Elles sollicitent la somme de 1.500 € au titre de l’article 700 du code de procédure civile.

SUR CE,

Les deux arguments formels présentés par la société B C, l’un portant sur la mention de la décision 'rendue en dernier ressort’ et l’autre sur le risque d’atteinte aux données confidentielles, ne sont pas pertinents : la mention erronée n’est pas susceptible d’empêcher la présentation d’une demande d’autorisation de relever appel et la société Silub n’excipe d’ailleurs pas de cette fin de non recevoir ;

Sur le second grief, il est courant que les experts soient amenés à prendre connaissance, dans le cadre de leur mission, de données confidentielles.
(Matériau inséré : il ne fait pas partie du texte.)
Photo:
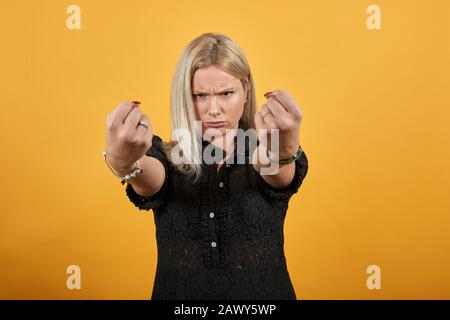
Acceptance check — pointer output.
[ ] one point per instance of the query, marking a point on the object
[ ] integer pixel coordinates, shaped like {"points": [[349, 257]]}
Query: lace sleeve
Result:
{"points": [[301, 169], [159, 198]]}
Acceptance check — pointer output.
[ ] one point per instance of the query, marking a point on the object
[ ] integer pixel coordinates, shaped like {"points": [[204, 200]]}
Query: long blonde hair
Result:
{"points": [[203, 51]]}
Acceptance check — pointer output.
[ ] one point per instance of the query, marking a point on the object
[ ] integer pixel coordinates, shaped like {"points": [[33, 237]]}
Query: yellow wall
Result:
{"points": [[375, 128]]}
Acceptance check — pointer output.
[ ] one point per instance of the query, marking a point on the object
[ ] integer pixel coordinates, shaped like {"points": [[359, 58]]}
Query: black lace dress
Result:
{"points": [[221, 238]]}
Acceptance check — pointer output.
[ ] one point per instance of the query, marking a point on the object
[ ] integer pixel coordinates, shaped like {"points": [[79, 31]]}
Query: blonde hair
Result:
{"points": [[203, 51]]}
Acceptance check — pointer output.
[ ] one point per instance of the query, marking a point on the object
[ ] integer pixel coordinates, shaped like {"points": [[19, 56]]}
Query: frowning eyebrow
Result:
{"points": [[223, 91]]}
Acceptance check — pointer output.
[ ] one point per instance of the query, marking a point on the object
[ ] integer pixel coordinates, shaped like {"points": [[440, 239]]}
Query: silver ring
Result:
{"points": [[142, 123]]}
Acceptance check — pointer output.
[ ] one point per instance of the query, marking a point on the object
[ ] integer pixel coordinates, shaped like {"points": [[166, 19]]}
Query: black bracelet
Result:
{"points": [[290, 159]]}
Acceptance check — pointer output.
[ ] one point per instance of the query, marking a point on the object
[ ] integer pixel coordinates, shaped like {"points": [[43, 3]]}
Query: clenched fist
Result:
{"points": [[281, 112], [126, 140]]}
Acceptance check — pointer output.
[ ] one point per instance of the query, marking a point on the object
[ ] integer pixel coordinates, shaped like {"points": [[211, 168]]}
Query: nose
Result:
{"points": [[213, 108]]}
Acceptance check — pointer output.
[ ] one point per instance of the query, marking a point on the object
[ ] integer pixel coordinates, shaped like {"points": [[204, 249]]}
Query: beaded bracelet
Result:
{"points": [[136, 171]]}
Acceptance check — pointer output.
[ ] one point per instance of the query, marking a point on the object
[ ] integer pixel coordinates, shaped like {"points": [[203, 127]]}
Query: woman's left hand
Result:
{"points": [[280, 112]]}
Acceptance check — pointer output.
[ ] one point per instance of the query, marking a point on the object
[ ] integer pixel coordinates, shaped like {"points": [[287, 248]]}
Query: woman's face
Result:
{"points": [[218, 97]]}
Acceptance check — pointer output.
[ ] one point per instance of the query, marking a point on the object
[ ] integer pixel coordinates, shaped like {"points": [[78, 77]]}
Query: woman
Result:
{"points": [[219, 225]]}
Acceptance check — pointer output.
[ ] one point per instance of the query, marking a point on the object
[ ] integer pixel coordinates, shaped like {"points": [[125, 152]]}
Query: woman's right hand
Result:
{"points": [[126, 141]]}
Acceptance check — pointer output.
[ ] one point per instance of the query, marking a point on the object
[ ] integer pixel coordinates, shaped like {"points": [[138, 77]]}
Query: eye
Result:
{"points": [[199, 95]]}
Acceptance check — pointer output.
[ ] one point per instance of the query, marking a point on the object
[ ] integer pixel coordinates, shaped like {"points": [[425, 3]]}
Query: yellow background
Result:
{"points": [[375, 129]]}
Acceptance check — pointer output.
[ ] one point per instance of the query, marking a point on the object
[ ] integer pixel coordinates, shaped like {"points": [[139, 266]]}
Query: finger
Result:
{"points": [[132, 120], [143, 131], [276, 109], [269, 121], [122, 111], [286, 101]]}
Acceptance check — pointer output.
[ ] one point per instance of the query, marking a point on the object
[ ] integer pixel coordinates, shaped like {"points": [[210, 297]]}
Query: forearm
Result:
{"points": [[150, 180], [283, 176]]}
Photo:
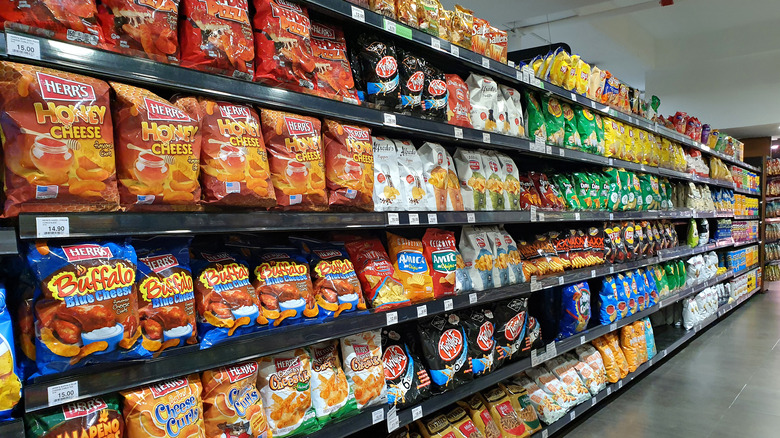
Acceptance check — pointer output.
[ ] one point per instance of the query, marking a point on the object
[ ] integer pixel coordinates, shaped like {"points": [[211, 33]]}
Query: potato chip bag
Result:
{"points": [[381, 286], [364, 368], [411, 267], [97, 416], [58, 142], [167, 409], [284, 381], [166, 298], [282, 45], [85, 304], [296, 160], [232, 406], [331, 395], [227, 302], [233, 159]]}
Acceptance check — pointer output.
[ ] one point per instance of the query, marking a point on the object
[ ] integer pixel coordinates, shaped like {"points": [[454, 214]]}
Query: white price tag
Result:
{"points": [[392, 318], [392, 219], [416, 413], [359, 15], [377, 416], [23, 47], [48, 227], [63, 393]]}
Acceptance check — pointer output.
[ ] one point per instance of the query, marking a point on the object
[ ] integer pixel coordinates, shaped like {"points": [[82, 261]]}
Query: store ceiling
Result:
{"points": [[716, 59]]}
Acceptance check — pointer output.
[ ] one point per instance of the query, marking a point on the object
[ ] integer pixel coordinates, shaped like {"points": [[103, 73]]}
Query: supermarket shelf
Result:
{"points": [[667, 342]]}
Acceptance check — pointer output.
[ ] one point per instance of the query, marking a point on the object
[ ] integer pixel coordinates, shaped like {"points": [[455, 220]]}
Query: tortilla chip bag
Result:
{"points": [[168, 409], [411, 266], [296, 160]]}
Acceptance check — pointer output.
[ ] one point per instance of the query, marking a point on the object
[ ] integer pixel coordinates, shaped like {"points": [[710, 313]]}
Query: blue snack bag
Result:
{"points": [[575, 309], [86, 305]]}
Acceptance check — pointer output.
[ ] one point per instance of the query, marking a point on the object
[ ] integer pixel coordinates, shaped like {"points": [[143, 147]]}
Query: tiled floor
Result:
{"points": [[725, 383]]}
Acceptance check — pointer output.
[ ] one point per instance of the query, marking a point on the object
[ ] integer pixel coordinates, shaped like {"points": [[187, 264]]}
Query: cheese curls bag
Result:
{"points": [[85, 304], [231, 402], [284, 381], [143, 29], [349, 169], [364, 368], [282, 44], [233, 159], [168, 409], [158, 149], [58, 141], [296, 160], [226, 300], [411, 267]]}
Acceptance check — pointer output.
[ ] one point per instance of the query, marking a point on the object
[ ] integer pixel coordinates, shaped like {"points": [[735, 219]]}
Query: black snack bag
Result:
{"points": [[434, 94], [379, 67], [407, 380], [511, 319], [412, 82], [445, 351], [480, 328]]}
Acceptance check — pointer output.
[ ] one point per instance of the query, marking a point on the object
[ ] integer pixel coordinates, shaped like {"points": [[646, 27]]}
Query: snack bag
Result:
{"points": [[85, 304], [231, 402], [58, 142], [233, 159], [417, 195], [282, 33], [408, 382], [411, 266], [387, 193], [458, 102], [284, 382], [166, 298], [381, 286], [445, 350], [332, 72], [295, 160], [331, 394]]}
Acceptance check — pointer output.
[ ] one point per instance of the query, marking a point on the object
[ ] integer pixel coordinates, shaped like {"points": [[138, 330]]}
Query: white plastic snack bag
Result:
{"points": [[387, 188], [483, 95], [472, 179], [417, 196]]}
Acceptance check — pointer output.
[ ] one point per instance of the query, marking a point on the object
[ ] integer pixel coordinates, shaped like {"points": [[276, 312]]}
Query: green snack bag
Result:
{"points": [[534, 117], [571, 137], [553, 118]]}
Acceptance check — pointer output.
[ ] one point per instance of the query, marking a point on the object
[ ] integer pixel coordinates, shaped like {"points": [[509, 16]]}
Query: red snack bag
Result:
{"points": [[349, 155], [377, 276], [333, 72], [141, 28], [58, 141], [295, 160], [216, 36], [233, 159], [158, 149], [284, 55], [458, 103]]}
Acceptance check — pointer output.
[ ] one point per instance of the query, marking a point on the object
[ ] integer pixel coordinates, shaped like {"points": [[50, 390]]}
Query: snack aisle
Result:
{"points": [[548, 263]]}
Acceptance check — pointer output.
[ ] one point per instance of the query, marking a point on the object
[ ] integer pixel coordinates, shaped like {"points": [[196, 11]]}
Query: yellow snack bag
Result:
{"points": [[411, 267]]}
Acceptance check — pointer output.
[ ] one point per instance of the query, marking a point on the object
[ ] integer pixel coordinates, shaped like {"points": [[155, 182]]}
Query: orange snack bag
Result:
{"points": [[168, 409], [231, 402], [349, 155], [296, 160], [158, 149], [233, 159], [58, 142]]}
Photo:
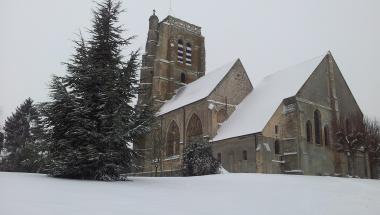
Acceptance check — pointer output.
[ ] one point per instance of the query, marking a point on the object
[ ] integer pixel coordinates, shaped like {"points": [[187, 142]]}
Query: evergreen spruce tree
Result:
{"points": [[91, 112], [1, 139], [23, 139]]}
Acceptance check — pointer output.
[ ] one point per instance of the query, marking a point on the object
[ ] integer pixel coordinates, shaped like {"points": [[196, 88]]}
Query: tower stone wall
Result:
{"points": [[174, 56]]}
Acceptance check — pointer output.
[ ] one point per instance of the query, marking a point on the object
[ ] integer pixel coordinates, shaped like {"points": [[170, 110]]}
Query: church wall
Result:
{"points": [[234, 87], [317, 159], [323, 159], [232, 155], [283, 128], [182, 116]]}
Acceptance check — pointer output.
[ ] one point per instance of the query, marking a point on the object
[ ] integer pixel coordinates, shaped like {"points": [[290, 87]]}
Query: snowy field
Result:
{"points": [[231, 194]]}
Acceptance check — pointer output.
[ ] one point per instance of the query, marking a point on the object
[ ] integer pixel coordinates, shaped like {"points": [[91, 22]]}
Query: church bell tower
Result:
{"points": [[174, 56]]}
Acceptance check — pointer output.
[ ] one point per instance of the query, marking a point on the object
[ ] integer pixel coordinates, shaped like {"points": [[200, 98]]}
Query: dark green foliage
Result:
{"points": [[24, 142], [198, 159], [1, 139], [91, 114]]}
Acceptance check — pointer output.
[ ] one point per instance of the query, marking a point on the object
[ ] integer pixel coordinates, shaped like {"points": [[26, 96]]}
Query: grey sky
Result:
{"points": [[35, 37]]}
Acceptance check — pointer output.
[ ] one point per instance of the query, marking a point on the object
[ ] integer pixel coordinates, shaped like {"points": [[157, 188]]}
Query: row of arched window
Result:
{"points": [[184, 53], [193, 131], [317, 131]]}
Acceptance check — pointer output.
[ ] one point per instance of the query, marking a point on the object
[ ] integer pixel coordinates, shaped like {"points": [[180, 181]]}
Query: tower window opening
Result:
{"points": [[183, 78], [180, 51], [308, 132], [245, 155], [276, 147], [317, 127]]}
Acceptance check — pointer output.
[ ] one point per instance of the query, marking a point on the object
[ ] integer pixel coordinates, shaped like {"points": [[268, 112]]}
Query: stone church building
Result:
{"points": [[285, 124]]}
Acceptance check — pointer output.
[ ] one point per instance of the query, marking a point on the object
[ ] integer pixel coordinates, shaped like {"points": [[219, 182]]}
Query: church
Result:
{"points": [[286, 124]]}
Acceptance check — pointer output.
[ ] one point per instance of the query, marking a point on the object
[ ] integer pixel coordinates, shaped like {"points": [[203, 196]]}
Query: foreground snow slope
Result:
{"points": [[218, 194]]}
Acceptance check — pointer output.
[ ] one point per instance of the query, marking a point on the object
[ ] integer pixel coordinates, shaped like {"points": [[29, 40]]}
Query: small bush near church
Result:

Il leur est seulement interdit de les détailler dans leur rapport ;

S’agissant du grief fondé sur la tardiveté de l’ordonnance de nature à retarder abusivement l’issue du litige, il est constant que la société Renault Trucks a saisi initialement le tribunal de commerce de Chaumont pour obtenir une expertise judiciaire des seuls moteurs A et qu’elle s’est aussi opposée, avec succès, à la demande d’adjonction d’un expert motoriste sollicitée par la société Silub ;

La société Renault Trucks apparaît dans ces conditions la première responsable du retard judiciaire provoqué de son propre fait par la saisine ultérieure au fond du tribunal de commerce non plus de Chaumont mais de Troyes, aux fins d’obtenir l’indemnisation de ses dépenses au titre des garanties, non seulement pour les moteurs A, mais en se disant aussi subrogée dans les droits des transporteurs Mory, Masson et X, à l’encontre desquels l’expertise Z n’est pas opposable, faute d’avoir mis en cause ces parties dans l’expertise initiale ;

Elle n’apparaît pas plus fondée à dénoncer l’inutilité de la nouvelle expertise, puisqu’elle a pris un risque stratégique en changeant de juridiction et en formant de nouvelles demandes (en se disant subrogée dans les droits de transporteurs différents), ce qui a permis à la société Silub de mieux justifier sa demande en réplique de nouvelle expertise, laquelle n’aurait pu prospérer si le litige était resté à Chaumont et cantonné aux moteurs A ;

On ne peut, dès lors, reprocher aux juges consulaires de Troyes, saisis de deux expertises divergentes rendues dans des dossiers différents et mettant en cause des incidents survenus sur des moteurs appartenant à des sociétés distinctes, d’avoir ordonné une nouvelle expertise associant un chimiste et un motoriste pour l’examen de l’ensemble des demandes présentées par la société Renault Trucks ;

La demande sera, en conséquence, rejetée et, par équité, la société Renault Trucks sera condamnée à payer aux défendeurs la somme de mille cinq cents euros (1.500 €) au titre de l’article 700 du code de procédure civile ;

PAR CES MOTIFS :

Statuant publiquement et contradictoirement,

Déboutons la société Renault Trucks de sa demande tendant à être autorisée à relever appel immédiat du jugement avant-dire-droit rendu par le tribunal de Commerce de Troyes en date du 3 mars 2015,

Condamnons la société Renault Trucks à payer à la société Silub et à la société Axa France IARD la somme de mille cinq cents euros (1.500 €) au titre de l’article 700 du code de procédure civile,

Condamnons la société Renault Trucks aux dépens de la présente procédure.